On exerce ce métier en intérieur, sur des chantiers de second œuvre : immeubles de bureaux, sièges d'entreprise, hôtels, écoles, hôpitaux, salles de congrès, showrooms. Le travail est physique — port de charges, manutention de panneaux de verre, travail en hauteur sur escabeau, échafaudage roulant ou nacelle, gestes répétitifs de vissage et postures parfois contraignantes. Les déplacements sont quotidiens : on part de l'atelier ou du dépôt le matin, souvent en camionnette, pour rejoindre un chantier qui peut être à plusieurs dizaines de kilomètres, voire en grand déplacement sur plusieurs jours. Les horaires sont ceux du bâtiment, mais quand on intervient dans des locaux occupés, il faut parfois travailler tôt le matin, en soirée ou le week-end pour ne pas gêner l'activité de l'entreprise cliente. La sécurité est un réflexe permanent : EPI, gants anti-coupure pour le verre, règles de manutention et de travail en hauteur.

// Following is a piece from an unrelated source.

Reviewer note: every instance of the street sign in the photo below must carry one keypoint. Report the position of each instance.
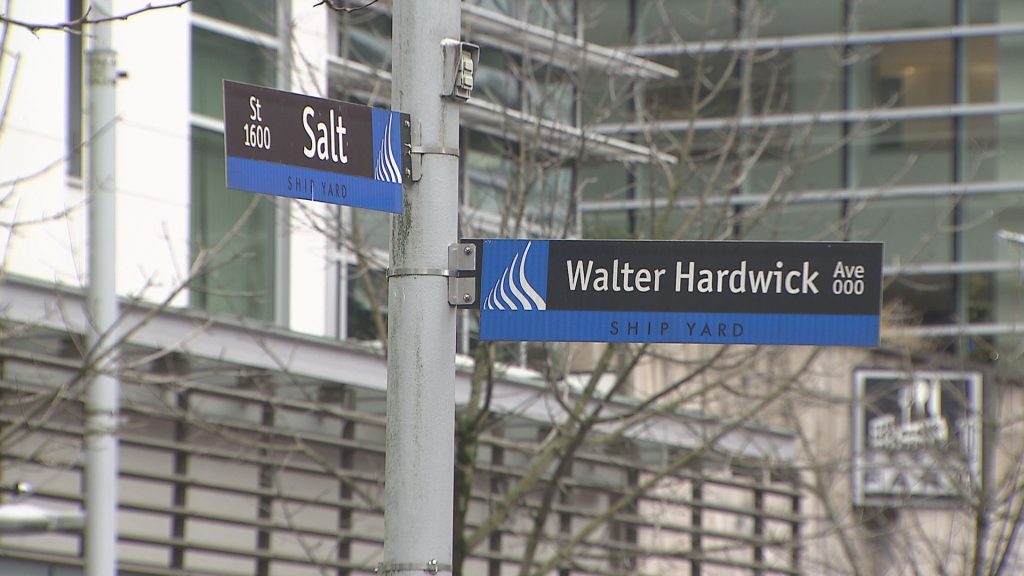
(314, 149)
(652, 291)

On entre souvent dans le métier avec un CAP du bâtiment, de la menuiserie ou de l'agencement, et beaucoup d'entreprises forment aussi des débutants en interne sur leurs propres systèmes de cloisons. Avec quelques années d'expérience, on devient poseur confirmé sur les produits complexes (cloisons vitrées toute hauteur, murs mobiles acoustiques, verrières intérieures), puis chef d'équipe, chef de chantier ou conducteur de travaux avec une formation complémentaire. D'autres voies s'ouvrent : métreur ou technicien bureau d'études chez un fabricant de cloisons, technico-commercial (on connaît le produit mieux que personne), technicien SAV, ou formateur. La création de sa propre entreprise de pose est fréquente dans ce secteur, où la demande d'aménagement et de réaménagement des espaces tertiaires est constante. Les passerelles vers la menuiserie aluminium, la pose de façades vitrées ou l'agencement intérieur sont naturelles.

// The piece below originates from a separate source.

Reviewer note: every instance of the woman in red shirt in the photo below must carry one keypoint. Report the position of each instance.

C'est un métier de niche mais qui recrute. La filière menuiserie aluminium et cloisons représente environ 60 000 salariés en France et fait partie des secteurs identifiés en tension : le SNFA s'est associé à France Travail pour faire connaître ces métiers et faciliter les recrutements, et c'est dans ce cadre qu'a été créée la fiche ROME F1615, dédiée au poseur de cloisons démontables et mobiles. La demande est portée par l'aménagement et le réaménagement permanent des espaces tertiaires : flex office, création de salles de réunion et de bulles acoustiques, cloisons vitrées pour faire entrer la lumière, déménagements d'entreprise. Comme les cloisons sont démontables, chaque changement d'organisation génère un nouveau chantier. Les employeurs sont les entreprises de pose et d'agencement, les fabricants de cloisons qui disposent de leurs propres équipes, les menuiseries aluminium et les entreprises générales de second œuvre. Beaucoup acceptent de former des débutants motivés en interne, y compris sans diplôme du bâtiment. Les contrats sont majoritairement des CDI, avec un recours fréquent à l'intérim pour les pics d'activité.